I remember the only time I spoke to Chipper Jones like it was yesterday.
Well, it was only two summers ago. I was privileged to occasionally cover an Atlanta Braves game for my old employer, 790 The Zone. I’d get to the stadium an hour early, set up, socialize with the few people I knew in the press box, grab some food and then take in a ballgame. When the game was over, I went to the locker room to talk to a couple of players.
Before Chipper Jones tore his ACL and had to miss a large chunk of the 2010 season, I got to hear him talk baseball in one of those postgame visits from the media. It was everything you’d think it would be. It was candid. It was honest. And it was chock full of baseball knowledge.
The Braves, and Braves fans all over the planet, are definitely going to miss Chipper Jones.
Jones announced today, after more than 20 years in the Braves’ organization, that the upcoming season will be his last.
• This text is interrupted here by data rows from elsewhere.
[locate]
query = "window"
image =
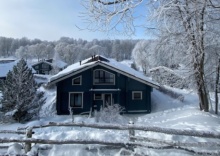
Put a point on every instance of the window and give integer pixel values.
(103, 77)
(76, 81)
(37, 67)
(76, 100)
(137, 95)
(97, 96)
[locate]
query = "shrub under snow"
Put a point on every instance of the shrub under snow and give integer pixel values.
(110, 114)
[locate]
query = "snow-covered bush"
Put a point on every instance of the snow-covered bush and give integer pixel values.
(167, 76)
(110, 114)
(20, 98)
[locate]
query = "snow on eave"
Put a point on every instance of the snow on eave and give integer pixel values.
(130, 72)
(42, 62)
(112, 64)
(70, 71)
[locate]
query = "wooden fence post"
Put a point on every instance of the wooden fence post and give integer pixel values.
(28, 135)
(131, 131)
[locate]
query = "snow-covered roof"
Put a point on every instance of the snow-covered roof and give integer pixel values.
(6, 67)
(57, 63)
(105, 62)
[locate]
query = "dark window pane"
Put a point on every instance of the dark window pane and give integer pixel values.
(76, 99)
(98, 96)
(103, 77)
(76, 80)
(137, 96)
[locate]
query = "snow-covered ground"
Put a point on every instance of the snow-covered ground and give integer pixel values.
(166, 113)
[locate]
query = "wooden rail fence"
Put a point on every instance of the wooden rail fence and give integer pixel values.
(132, 142)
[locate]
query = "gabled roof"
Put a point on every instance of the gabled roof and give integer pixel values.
(107, 63)
(51, 62)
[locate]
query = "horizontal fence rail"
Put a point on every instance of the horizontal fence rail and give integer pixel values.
(132, 142)
(194, 133)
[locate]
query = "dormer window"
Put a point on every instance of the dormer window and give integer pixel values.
(77, 81)
(103, 77)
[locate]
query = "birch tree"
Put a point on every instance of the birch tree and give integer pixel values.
(188, 24)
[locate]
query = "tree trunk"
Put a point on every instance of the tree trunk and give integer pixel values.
(216, 87)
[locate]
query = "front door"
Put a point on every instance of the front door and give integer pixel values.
(107, 99)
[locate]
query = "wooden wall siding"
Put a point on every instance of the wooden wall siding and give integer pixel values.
(122, 97)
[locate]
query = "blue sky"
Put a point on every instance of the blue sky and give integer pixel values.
(47, 20)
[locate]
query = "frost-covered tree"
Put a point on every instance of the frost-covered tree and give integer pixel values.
(142, 54)
(20, 98)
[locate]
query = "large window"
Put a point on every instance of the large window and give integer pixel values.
(45, 66)
(137, 95)
(76, 81)
(103, 77)
(76, 100)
He’ll leave the Braves better than they were when he arrived — he was a major piece in the most successful Braves teams of all-time. He instilled a culture of winning with a club that was so darn famous for losing.
Hopefully, he won’t be gone for long. I sincerely hope there’s a coaching role in his future, because he knows more about the game than most coaches. I fully believe that, and I fully believe that if he isn’t a first-ballot Hall of Famer in 2017, there’s something very wrong with the voting process.
Even sadder news than Chipper’s retirement came earlier in the week when sportswriting legend Furman Bisher passed away at the age of 93. Having lived through generations of sports, Bisher interviewed everyone from Ty Cobb to “Shoeless” Joe Jackson to Hank Aaron, and I strongly encourage you to read this story by Jeff Schultz when you are done reading this.
I also remember the only time I saw Bisher at a sporting event, but unlike Chipper, I was way too nervous to walk up and speak to Furman (it also wasn’t my job to interview Furman, whereas I needed to talk to Chipper to get quotes for my job).
It was like a rock star had just walked into the Georgia Tech press box during that afternoon in the fall of 2010. Furman’s here. People surrounded him immediately to say hello again, which was another reason why I didn’t approach him. People wanted to see their old friend, and it sounds like he had plenty of them.
Bisher stopped writing in 2009 — I’d say he earned his retirement, at the age of 91. And if you ever get the chance, go buy one of his books. In 93 years, the man saw a lot of sporting events and had so much knowledge about the history of sports.
Atlanta is a city with very few sports heavyweights. It isn’t easy to see the finest sports writer in the town’s history pass away, and it isn’t easy to see arguably the best Brave since Hank Aaron walk away from the game.
Luckily, for us, the legacies of Chipper Jones and Furman Bisher will be around forever.